Diese Verantwortung Deutschlands und Frankreichs ist sowohl historisch motiviert als auch zukunftsorientiert ausgerichtet. Die Aussöhnung unserer beiden Länder war ein starkes Zeichen für unser Engagement für Frieden und Demokratie. Und die Zusammenarbeit dient dem Wohle Europas: einem souveränen, geeinten sowie demokratischen Europa.
Beide Länder vertreten nicht immer die gleichen Ansichten, aber genau darin besteht die Kraft unserer Zusammenarbeit: Sie beide fördern europäische Debatten und suchen nach Kompromissen.

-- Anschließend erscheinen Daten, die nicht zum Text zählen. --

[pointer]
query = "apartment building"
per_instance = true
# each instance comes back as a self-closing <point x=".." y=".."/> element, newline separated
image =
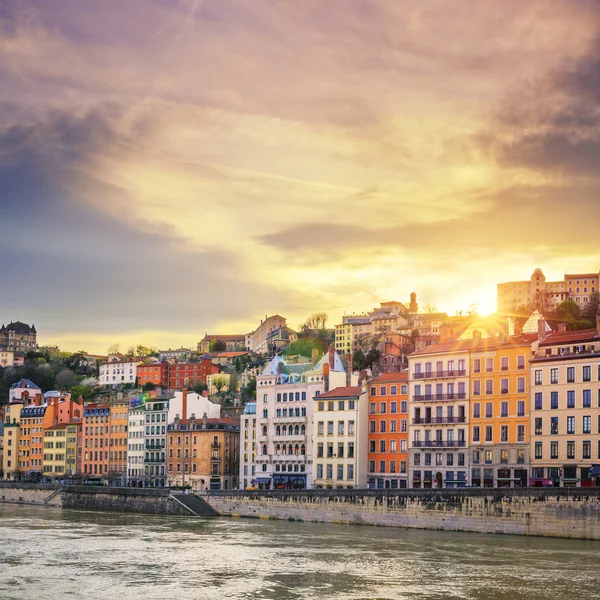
<point x="565" y="420"/>
<point x="388" y="431"/>
<point x="499" y="411"/>
<point x="340" y="441"/>
<point x="439" y="410"/>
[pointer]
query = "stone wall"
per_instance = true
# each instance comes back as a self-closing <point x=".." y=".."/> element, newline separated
<point x="557" y="512"/>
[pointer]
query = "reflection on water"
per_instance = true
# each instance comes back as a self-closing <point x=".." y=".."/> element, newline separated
<point x="49" y="553"/>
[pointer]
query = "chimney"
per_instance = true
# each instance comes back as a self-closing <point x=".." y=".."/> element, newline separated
<point x="348" y="370"/>
<point x="325" y="377"/>
<point x="541" y="329"/>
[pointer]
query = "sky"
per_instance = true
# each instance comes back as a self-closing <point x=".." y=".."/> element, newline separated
<point x="171" y="168"/>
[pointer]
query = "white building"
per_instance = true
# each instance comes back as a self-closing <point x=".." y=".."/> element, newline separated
<point x="136" y="428"/>
<point x="197" y="404"/>
<point x="248" y="446"/>
<point x="118" y="372"/>
<point x="340" y="444"/>
<point x="283" y="421"/>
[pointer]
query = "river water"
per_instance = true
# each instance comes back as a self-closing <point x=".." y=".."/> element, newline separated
<point x="53" y="553"/>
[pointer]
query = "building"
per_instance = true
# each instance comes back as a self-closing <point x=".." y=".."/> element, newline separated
<point x="259" y="340"/>
<point x="539" y="292"/>
<point x="11" y="441"/>
<point x="439" y="412"/>
<point x="388" y="431"/>
<point x="340" y="438"/>
<point x="233" y="342"/>
<point x="499" y="411"/>
<point x="188" y="374"/>
<point x="155" y="436"/>
<point x="117" y="457"/>
<point x="18" y="337"/>
<point x="153" y="372"/>
<point x="136" y="442"/>
<point x="178" y="354"/>
<point x="55" y="452"/>
<point x="284" y="406"/>
<point x="565" y="396"/>
<point x="7" y="358"/>
<point x="119" y="371"/>
<point x="203" y="453"/>
<point x="248" y="447"/>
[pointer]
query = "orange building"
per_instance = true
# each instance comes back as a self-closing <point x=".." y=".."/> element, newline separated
<point x="388" y="431"/>
<point x="203" y="453"/>
<point x="117" y="466"/>
<point x="95" y="431"/>
<point x="35" y="418"/>
<point x="499" y="419"/>
<point x="155" y="373"/>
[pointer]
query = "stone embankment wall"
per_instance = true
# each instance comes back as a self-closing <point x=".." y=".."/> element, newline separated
<point x="556" y="512"/>
<point x="132" y="500"/>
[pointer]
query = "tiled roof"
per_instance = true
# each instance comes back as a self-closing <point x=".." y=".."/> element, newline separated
<point x="565" y="337"/>
<point x="385" y="377"/>
<point x="342" y="392"/>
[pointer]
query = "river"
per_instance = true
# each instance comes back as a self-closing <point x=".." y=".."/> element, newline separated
<point x="48" y="553"/>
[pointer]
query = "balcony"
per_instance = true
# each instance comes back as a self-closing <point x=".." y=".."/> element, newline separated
<point x="439" y="444"/>
<point x="440" y="374"/>
<point x="437" y="397"/>
<point x="439" y="420"/>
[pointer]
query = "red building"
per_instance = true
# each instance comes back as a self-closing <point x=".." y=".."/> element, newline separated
<point x="388" y="431"/>
<point x="155" y="372"/>
<point x="184" y="374"/>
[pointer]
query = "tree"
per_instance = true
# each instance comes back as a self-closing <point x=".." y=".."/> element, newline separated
<point x="66" y="379"/>
<point x="219" y="383"/>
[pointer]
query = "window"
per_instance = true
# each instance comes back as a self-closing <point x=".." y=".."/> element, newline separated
<point x="488" y="433"/>
<point x="587" y="424"/>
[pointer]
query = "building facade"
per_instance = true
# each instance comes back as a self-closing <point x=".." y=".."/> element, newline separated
<point x="388" y="431"/>
<point x="340" y="438"/>
<point x="565" y="402"/>
<point x="439" y="412"/>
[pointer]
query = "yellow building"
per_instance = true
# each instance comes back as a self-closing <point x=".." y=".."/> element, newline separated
<point x="55" y="451"/>
<point x="499" y="411"/>
<point x="11" y="441"/>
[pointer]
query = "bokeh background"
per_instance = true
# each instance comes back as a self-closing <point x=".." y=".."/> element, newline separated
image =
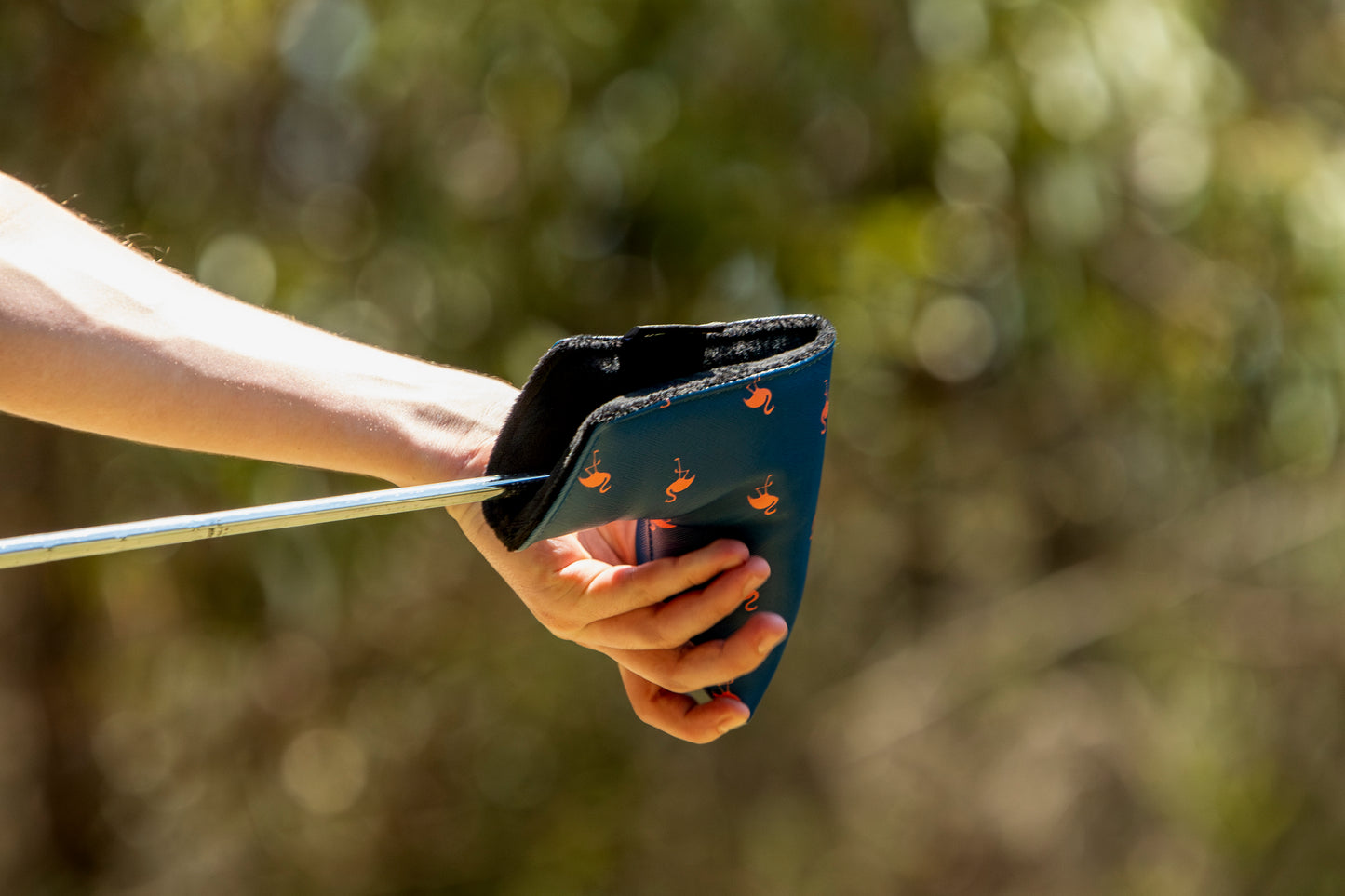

Außerdem engagiert sich Präsident Macron sehr stark für die Förderung einer Debatte auf europäischer Ebene, zum Beispiel durch seinen Vorschlag, europäische Wahllisten für die Europawahl einzuführen. Darin bestand auch das Ziel der Bürgerdialoge, die letztes Jahr geführt wurden und die alle Europäer dazu aufriefen, sich zur Zukunft Europas zu äußern.
Aber die Triebkraft Europas hängt wesentlich auch von den Bürgerinnen und Bürgern ab, die sich an der europäischen Debatte beteiligen – im Rahmen der europäischen Bürgerdialoge oder durch die Teilnahme an der Europawahl im Mai.
Sie selbst haben in Deutschland studiert. Wie wichtig war dieser Aufenthalt im Ausland für Ihren weiteren Werdegang?
Als Germanistin war es selbstverständlich, dass ich einen einjährigen Aufenthalt an einer Universität im deutschsprachigen Raum absolvieren sollte. Ich hatte schon als Schülerin den Taunus in Hessen kennengelernt. Also wollte ich etwas anderes entdecken. So wählte ich Hamburg. Später führte mich mein Weg noch an die Freie Universität Berlin. Somit hatte ich schon einen Einblick in sehr verschiedene Regionen Deutschlands. Mein dreijähriger Aufenthalt in Bonn als Kulturattachée an der französischen Botschaft öffnete mir den Weg zur Diplomatie. Der Fall der Mauer, den ich während dieser Zeit direkt miterleben durfte, hat dabei eine große Rolle gespielt. Diese verschiedenen Aufenthalte zwischen 1980 und 1990 erlauben mir heute, die Entwicklung in Deutschland besser wahrzunehmen und einzuschätzen. Insofern waren die Aufenthalte für mein heutiges Amt von besonderer Bedeutung.
Interview: Janet Schayan (12. April 2019)
Vita Anne-Marie Descôtes
Anne-Marie Descôtes ist seit Juni 2017 Botschafterin Frankreichs in Deutschland. Sie studierte Germanistik und Kunstgeschichte, unter anderem mit einem DAAD-Stipendium in Berlin, und absolvierte die École normale supérieure und die École nationale d’administration. Anschließend war sie als Kulturattachée in Bonn tätig und arbeitete in dieser Zeit bereits eng mit dem DAAD zusammen. Auch nach ihrer Berufung ins französische Außenministerium setzte sie sich für die deutsch-französischen Beziehungen und für die Zusammenarbeit beider Länder in der Bildung ein.